Ford’s funding announcement comes in the wake of EV manufacturer Stellantis relocating its Jeep Compass production from Brampton, Ont., to Illinois after receiving $15 billion in taxpayer funding. The move resulted in the loss of approximately 3,000 Canadian jobs.
Ottawa has since begun a formal dispute resolution process in an attempt to recover Canadians’ money.
Similarly, General Motors also announced that it will cease production of its electric van, resulting in 1,200 lost jobs in Ontario last month, citing low consumer interest.
EV sales have been in free fall for some time.
According to Statistics Canada, EV sales dropped 35.2 per cent in June compared to last year. Zero-emission vehicles comprised only 7.9 per cent of total new motor vehicles sold that month, with 14,090 entering the market.

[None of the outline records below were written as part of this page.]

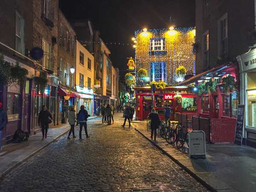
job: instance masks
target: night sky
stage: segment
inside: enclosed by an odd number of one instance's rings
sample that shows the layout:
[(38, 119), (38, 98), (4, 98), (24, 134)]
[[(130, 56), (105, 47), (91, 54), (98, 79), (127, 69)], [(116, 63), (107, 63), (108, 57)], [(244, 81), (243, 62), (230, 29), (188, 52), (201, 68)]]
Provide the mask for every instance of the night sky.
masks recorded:
[(133, 43), (131, 39), (135, 30), (168, 27), (170, 16), (177, 26), (195, 25), (195, 0), (61, 0), (60, 8), (69, 20), (92, 21), (103, 41), (108, 43), (111, 60), (121, 70), (121, 78), (125, 73), (126, 58), (134, 55), (132, 45), (122, 44)]

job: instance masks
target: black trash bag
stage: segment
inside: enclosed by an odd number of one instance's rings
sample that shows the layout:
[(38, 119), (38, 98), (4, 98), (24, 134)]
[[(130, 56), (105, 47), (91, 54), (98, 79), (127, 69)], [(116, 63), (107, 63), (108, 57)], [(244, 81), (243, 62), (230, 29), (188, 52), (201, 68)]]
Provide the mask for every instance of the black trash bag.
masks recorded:
[(12, 142), (14, 143), (18, 143), (23, 141), (27, 141), (29, 137), (29, 134), (28, 132), (18, 129), (13, 135)]

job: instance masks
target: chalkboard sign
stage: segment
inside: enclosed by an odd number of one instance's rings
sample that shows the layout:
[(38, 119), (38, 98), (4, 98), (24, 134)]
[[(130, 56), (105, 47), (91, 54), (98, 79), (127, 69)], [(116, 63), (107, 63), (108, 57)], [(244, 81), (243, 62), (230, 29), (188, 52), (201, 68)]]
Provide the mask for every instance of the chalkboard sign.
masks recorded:
[(244, 105), (239, 105), (237, 108), (236, 115), (236, 134), (234, 143), (241, 145), (243, 140), (243, 128), (244, 118)]

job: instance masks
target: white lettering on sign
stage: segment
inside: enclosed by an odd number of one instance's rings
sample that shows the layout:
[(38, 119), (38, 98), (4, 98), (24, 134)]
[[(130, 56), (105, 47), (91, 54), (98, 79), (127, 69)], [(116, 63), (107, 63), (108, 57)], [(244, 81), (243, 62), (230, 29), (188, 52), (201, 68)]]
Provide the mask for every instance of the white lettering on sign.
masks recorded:
[(166, 95), (164, 96), (165, 99), (172, 99), (172, 95)]

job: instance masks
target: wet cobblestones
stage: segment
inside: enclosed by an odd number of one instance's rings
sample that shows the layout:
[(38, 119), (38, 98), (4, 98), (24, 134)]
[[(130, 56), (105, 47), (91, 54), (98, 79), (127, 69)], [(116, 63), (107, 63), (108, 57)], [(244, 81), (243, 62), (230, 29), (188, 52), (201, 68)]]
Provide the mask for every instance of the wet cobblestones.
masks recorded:
[(133, 128), (122, 128), (122, 120), (88, 121), (90, 137), (61, 137), (6, 175), (0, 191), (207, 191)]

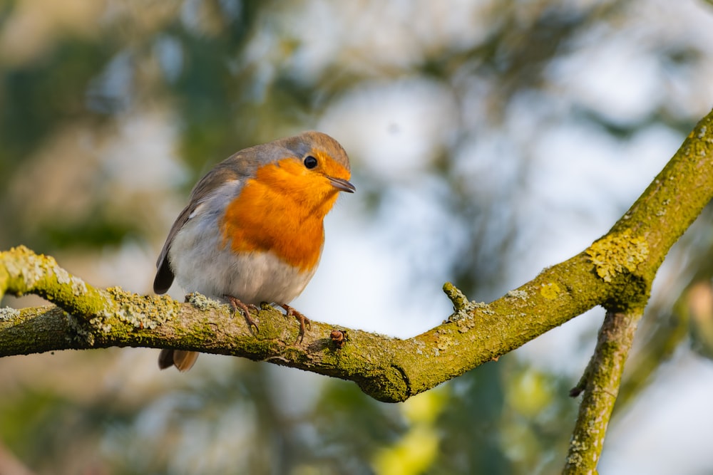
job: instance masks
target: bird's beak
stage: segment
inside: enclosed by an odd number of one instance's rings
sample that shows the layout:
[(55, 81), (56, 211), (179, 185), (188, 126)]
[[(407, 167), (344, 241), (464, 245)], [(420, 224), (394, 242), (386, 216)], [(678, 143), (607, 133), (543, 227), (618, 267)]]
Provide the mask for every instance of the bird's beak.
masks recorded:
[(340, 192), (347, 192), (347, 193), (354, 193), (356, 191), (356, 188), (352, 184), (352, 182), (342, 179), (341, 178), (334, 178), (334, 177), (327, 177), (327, 179), (332, 183), (332, 186), (337, 188)]

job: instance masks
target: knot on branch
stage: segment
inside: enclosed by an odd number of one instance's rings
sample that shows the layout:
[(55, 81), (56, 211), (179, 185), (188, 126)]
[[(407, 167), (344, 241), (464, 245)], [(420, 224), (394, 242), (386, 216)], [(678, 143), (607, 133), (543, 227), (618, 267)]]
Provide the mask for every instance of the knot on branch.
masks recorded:
[[(453, 313), (448, 318), (449, 322), (457, 322), (463, 318), (471, 318), (476, 308), (487, 308), (488, 304), (484, 302), (476, 302), (468, 300), (468, 297), (456, 286), (450, 282), (443, 284), (443, 293), (453, 303)], [(486, 313), (488, 313), (486, 311)]]

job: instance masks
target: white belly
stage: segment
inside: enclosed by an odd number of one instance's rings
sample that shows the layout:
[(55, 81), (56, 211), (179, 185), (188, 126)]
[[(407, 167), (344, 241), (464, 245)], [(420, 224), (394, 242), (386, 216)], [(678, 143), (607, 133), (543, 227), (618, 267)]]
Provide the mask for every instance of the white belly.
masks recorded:
[(234, 254), (230, 242), (224, 246), (212, 213), (186, 222), (174, 237), (168, 260), (176, 281), (187, 292), (230, 296), (255, 305), (288, 303), (314, 273), (300, 272), (271, 252)]

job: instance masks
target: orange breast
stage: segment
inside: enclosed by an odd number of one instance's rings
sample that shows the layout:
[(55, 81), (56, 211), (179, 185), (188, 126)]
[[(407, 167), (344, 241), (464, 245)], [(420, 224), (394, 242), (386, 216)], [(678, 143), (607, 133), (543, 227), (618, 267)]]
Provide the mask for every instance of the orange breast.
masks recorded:
[(274, 252), (302, 271), (317, 265), (324, 240), (324, 219), (337, 199), (324, 177), (303, 173), (302, 164), (281, 161), (261, 167), (226, 208), (223, 242), (237, 253)]

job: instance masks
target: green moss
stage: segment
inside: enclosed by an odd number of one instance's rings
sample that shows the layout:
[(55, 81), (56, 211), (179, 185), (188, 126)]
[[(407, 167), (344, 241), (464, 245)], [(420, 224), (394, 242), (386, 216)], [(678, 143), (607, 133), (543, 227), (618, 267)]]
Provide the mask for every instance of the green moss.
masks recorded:
[(540, 288), (540, 295), (548, 300), (554, 300), (560, 296), (561, 292), (560, 286), (555, 282), (548, 282), (542, 284)]
[(0, 321), (14, 320), (20, 316), (20, 310), (10, 307), (0, 308)]
[(649, 246), (644, 238), (632, 237), (627, 233), (606, 236), (587, 249), (597, 275), (605, 282), (611, 282), (617, 273), (634, 273), (637, 266), (649, 256)]

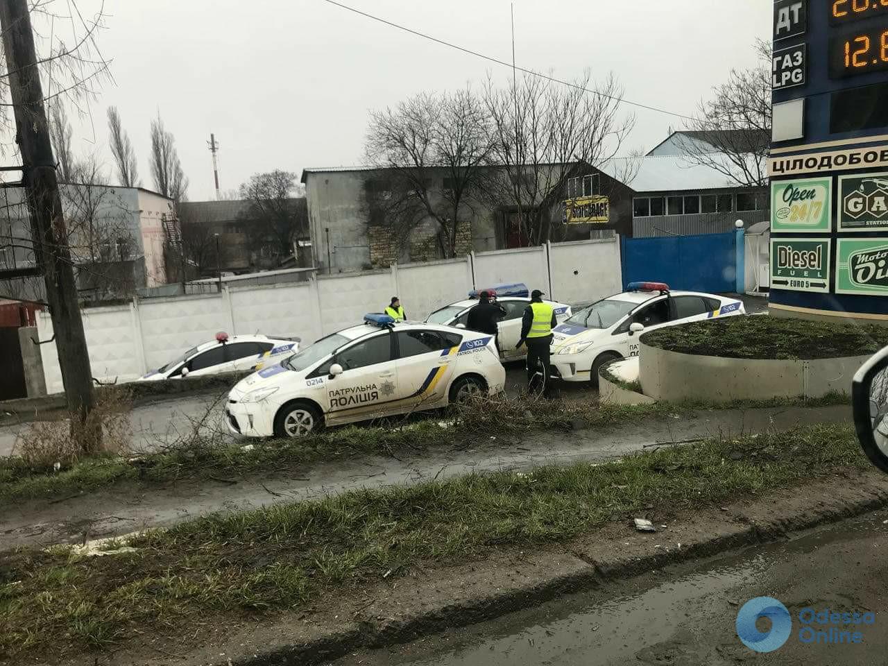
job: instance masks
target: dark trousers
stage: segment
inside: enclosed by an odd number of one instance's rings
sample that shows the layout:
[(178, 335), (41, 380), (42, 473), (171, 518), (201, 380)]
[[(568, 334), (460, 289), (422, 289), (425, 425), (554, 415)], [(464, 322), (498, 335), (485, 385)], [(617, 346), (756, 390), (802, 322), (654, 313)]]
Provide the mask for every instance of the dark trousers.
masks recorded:
[[(550, 355), (551, 336), (528, 337), (527, 344), (527, 388), (550, 393)], [(540, 367), (542, 366), (542, 368)]]

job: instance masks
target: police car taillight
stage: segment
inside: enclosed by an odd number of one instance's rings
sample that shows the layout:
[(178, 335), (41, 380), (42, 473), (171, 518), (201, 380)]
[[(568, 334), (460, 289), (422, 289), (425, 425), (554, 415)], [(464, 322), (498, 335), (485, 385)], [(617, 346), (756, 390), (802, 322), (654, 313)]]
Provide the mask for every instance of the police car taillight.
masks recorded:
[(665, 282), (630, 282), (630, 291), (669, 291)]

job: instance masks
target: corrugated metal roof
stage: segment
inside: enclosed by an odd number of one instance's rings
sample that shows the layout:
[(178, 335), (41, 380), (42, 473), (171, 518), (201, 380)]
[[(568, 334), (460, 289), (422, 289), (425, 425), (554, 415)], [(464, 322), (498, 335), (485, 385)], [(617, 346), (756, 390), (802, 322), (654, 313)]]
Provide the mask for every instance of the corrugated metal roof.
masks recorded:
[(646, 155), (608, 160), (599, 169), (621, 180), (638, 162), (638, 173), (626, 183), (636, 192), (685, 192), (737, 188), (736, 181), (703, 164), (694, 164), (684, 155)]

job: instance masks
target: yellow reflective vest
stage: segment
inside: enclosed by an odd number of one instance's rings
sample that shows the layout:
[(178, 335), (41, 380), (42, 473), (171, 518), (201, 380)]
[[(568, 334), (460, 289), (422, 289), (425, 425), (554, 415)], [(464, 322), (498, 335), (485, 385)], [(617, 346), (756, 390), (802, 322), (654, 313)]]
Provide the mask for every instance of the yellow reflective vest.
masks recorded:
[(403, 305), (398, 305), (397, 308), (389, 305), (385, 308), (385, 313), (389, 315), (395, 321), (404, 321), (404, 307)]
[(552, 313), (555, 312), (548, 303), (531, 303), (534, 319), (530, 324), (527, 337), (546, 337), (552, 333)]

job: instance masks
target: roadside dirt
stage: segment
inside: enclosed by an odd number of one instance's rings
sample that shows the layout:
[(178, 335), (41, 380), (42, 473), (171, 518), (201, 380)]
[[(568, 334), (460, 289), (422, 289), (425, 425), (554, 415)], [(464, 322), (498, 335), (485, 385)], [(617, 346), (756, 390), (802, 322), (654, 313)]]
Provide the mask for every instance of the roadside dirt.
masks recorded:
[[(695, 511), (651, 508), (660, 527), (638, 533), (631, 519), (586, 537), (535, 551), (491, 551), (459, 567), (416, 563), (406, 575), (337, 590), (304, 612), (258, 621), (202, 618), (177, 638), (144, 638), (113, 654), (66, 655), (47, 663), (74, 666), (162, 664), (312, 664), (369, 647), (413, 640), (595, 589), (618, 594), (630, 576), (732, 548), (785, 539), (789, 534), (888, 505), (888, 479), (876, 472), (840, 475), (804, 487)], [(805, 566), (799, 561), (799, 574)], [(230, 661), (229, 661), (230, 660)], [(0, 663), (2, 663), (0, 660)]]
[(82, 543), (147, 527), (167, 527), (214, 511), (256, 509), (361, 488), (443, 480), (472, 472), (527, 469), (607, 460), (658, 446), (708, 437), (783, 431), (817, 423), (850, 422), (847, 407), (711, 410), (696, 416), (645, 418), (619, 430), (539, 432), (479, 440), (469, 447), (354, 456), (235, 483), (173, 483), (111, 490), (5, 507), (0, 550)]

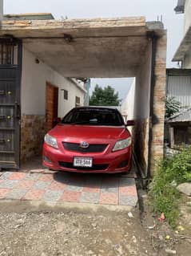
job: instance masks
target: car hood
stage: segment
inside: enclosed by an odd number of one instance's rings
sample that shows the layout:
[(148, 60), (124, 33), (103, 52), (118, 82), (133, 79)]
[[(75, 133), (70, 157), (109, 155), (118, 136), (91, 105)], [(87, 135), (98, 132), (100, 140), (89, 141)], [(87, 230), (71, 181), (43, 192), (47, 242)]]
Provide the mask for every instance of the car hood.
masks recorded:
[(50, 136), (62, 141), (78, 142), (82, 140), (108, 140), (123, 139), (129, 136), (129, 131), (125, 126), (93, 126), (93, 125), (70, 125), (58, 124), (48, 132)]

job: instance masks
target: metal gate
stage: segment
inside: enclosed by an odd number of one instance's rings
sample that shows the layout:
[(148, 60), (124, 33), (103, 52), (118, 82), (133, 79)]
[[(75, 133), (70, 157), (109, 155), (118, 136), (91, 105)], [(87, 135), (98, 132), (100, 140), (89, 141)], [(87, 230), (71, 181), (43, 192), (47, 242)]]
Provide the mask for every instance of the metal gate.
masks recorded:
[(0, 39), (0, 169), (18, 169), (22, 43)]

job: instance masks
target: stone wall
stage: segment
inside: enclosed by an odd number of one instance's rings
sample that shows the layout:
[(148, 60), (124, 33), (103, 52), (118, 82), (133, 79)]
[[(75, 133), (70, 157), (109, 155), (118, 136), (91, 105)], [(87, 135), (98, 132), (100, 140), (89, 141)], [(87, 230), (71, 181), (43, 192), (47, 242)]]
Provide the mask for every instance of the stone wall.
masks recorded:
[(21, 118), (21, 163), (40, 156), (45, 136), (44, 116), (22, 115)]

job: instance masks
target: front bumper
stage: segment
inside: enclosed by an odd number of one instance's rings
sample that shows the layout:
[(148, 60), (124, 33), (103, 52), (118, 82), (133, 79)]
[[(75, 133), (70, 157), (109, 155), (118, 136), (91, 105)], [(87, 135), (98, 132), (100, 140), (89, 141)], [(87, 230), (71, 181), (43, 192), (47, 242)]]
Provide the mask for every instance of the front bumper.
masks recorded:
[[(73, 166), (74, 156), (92, 157), (92, 168), (77, 168)], [(99, 153), (81, 153), (78, 152), (62, 152), (54, 148), (46, 143), (43, 145), (42, 165), (53, 170), (91, 173), (116, 173), (128, 172), (131, 167), (132, 148), (117, 152), (103, 152)]]

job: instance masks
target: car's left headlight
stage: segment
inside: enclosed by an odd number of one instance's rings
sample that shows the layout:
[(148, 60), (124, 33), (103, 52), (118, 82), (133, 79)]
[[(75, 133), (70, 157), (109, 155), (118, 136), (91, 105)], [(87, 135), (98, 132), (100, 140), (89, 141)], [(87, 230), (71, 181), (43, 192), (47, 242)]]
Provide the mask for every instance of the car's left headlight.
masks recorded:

Meanwhile, 177,313 new motor vehicles were sold in Canada in June, up 6.2 per cent from June 2024.
“In dollar terms, sales increased 3.1 per cent during the same period. In June 2025, there were more new motor vehicles sold in every province compared with the same period in 2024,” reads the Statistics Canada data.
“Sales of new passenger cars increased 19.5 per cent in June 2025, marking the first gain in this subsector since November 2024. In June 2025, sales of new trucks (+4.3 per cent) were also higher than one year earlier.”
Then there is the issue of Ottawa’s EV mandates to boost sales, which have failed to meet the federal government’s targets.
A recent study from economic think tank the C.D. Howe Institute called on the Liberals to walk back their 2026 Zero Emissions Vehicle mandate altogether, which it said “faces mounting evidence it was unlikely ever to be met.”
The Carney government is expected to announce changes to its EV mandate in the coming months, which currently requires 20 per cent of new light-vehicle sales to be electric by next year.
However, the report said the mandate “remains unrealistic beyond 2026.”
“Even if incentives return, the targets far exceed what consumers are willing or able to buy,” said Brian Livingston, author of the report. “Mandates alone won’t generate the demand or the vehicles needed to meet these goals.”
According to Livingston’s analysis, under the 2026 requirement, automakers would collectively be forced to spend hundreds of millions of dollars to comply or face more than $200 million in penalties.